154. Cependant, les efforts pour combattre l’impunité et la détention préventive illégale et arbitraire
n’ont pas été suffisants pour impacter significativement la justice en Haïti. En effet, le fonctionnement de
l’appareil judiciaire a fait diminuer le taux de détention préventive de seulement 2.19 %. Il est passé de 74.57
% au 14 septembre 2018 à 72.37 %, au 12 septembre 2019.
155. Ainsi, l’année judiciaire 2018-2019 aura été somme toute, une année ordinaire. Elle n’aura apporté
aucun changement majeur dans la routine judiciaire du pays.

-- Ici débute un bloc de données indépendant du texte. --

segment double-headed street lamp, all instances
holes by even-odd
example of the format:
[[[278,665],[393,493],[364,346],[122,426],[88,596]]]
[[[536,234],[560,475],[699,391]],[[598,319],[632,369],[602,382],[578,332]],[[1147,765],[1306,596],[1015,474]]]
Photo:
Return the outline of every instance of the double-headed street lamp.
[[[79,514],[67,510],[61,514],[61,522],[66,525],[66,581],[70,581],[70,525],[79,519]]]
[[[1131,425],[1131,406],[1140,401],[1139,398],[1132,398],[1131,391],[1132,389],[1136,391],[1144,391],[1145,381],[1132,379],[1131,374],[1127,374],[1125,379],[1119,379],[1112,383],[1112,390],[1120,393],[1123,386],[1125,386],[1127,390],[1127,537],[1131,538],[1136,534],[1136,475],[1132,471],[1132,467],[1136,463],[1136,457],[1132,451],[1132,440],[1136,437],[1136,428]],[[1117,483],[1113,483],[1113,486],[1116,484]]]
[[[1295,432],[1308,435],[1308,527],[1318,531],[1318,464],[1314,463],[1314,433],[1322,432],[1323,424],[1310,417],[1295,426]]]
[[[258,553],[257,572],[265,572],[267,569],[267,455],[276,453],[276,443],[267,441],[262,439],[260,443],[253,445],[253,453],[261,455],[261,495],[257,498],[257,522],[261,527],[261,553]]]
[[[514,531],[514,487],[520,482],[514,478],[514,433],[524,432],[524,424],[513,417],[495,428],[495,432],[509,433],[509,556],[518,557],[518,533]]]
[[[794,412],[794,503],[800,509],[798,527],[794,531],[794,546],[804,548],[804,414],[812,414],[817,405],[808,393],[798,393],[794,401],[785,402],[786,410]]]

156. Sur la base de toutes ces considérations, le RNDDH et ses structures régionales recommandent aux
autorités concernées de :
Porter les magistrats instructeurs à travailler selon l’ordre d’arrivée des dossiers ;
Porter les doyens des tribunaux de première instance à distribuer les cas en tenant compte du
nombre de dossiers en cours d’instruction dans les cabinets ;
Intensifier les audiences correctionnelles et criminelles ;
Rendre fonctionnels tous les tribunaux de paix ;
Rendre fonctionnelle l’inspection judiciaire du CSPJ ;
Donner suite aux recommandations du CSPJ de renouveler les mandats des magistrats ;
Donner suite aux revendications des magistrats-tes, des greffiers-ères et des huissiers.